What can consumers and CIOs do to protect themselves from flaws like Shellshock?
Still, as Nunnikhoven and Lane advised in the Lifehacker Australia piece, it’s important to maintain perspective. Plenty of hyperbolic language is tossed around when talking about Shellshock et al, but the basics of staying safe haven’t changed and individuals need not lose too much sleep over these exploits just yet.
Backing up files, monitoring financial information, and keeping antivirus and deep discovery software up to date are all good tenets of sound security management.
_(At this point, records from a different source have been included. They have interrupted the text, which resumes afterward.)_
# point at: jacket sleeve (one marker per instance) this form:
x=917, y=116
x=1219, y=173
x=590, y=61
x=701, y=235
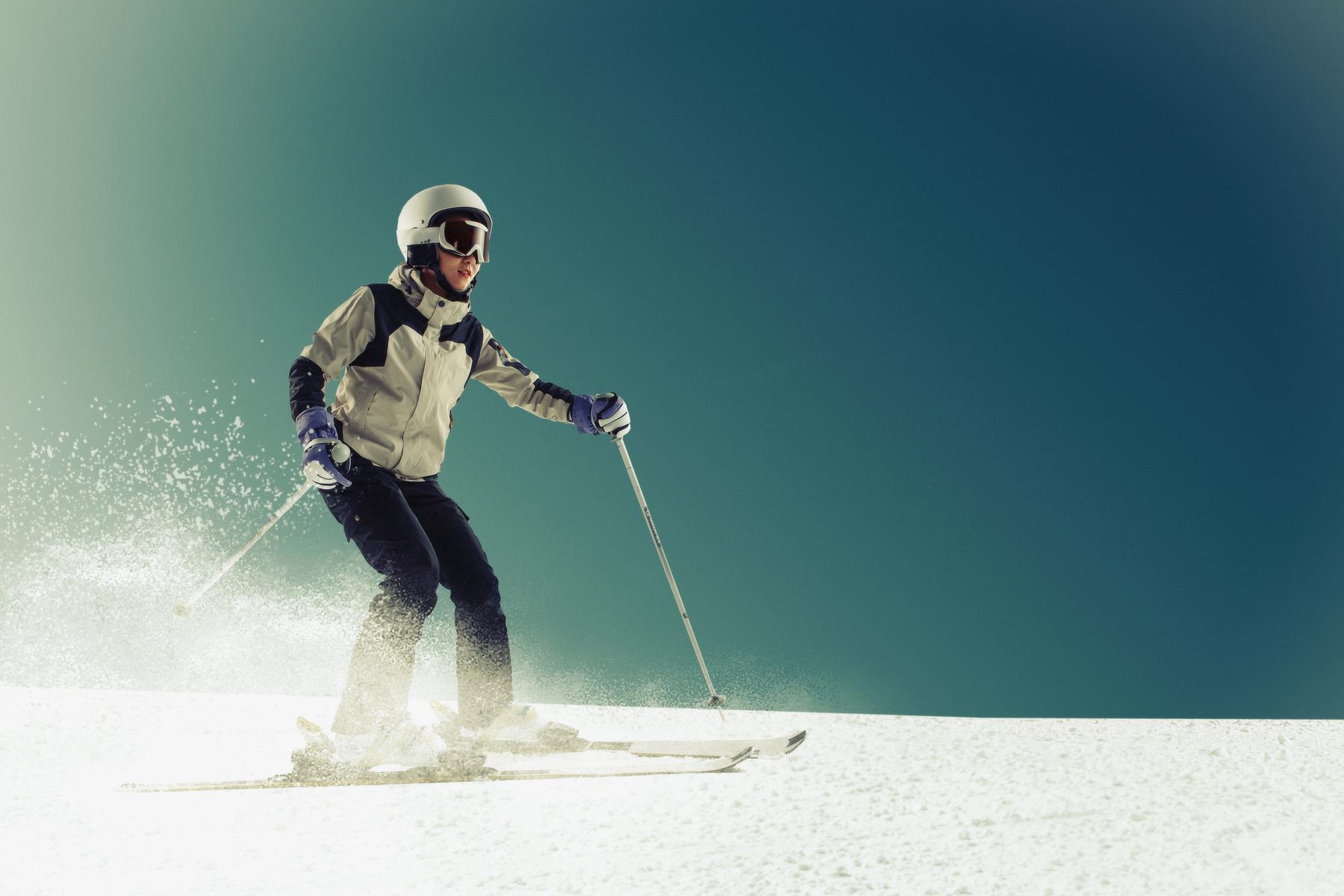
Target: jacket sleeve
x=337, y=341
x=519, y=386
There are also plenty of tools, ranging from browser extensions to server scanners, that can vet a system for Shellshock vulnerabilities.
IT administrators are already patching their systems and many will continue to do so. It may be overkill to treat Shellshock as the end of the world, but a balanced “healthy paranoia,” as suggested by Trend Micro’s guide to Shellshock, can be useful in assessing what could be affected by the bug and then making smart adjustments.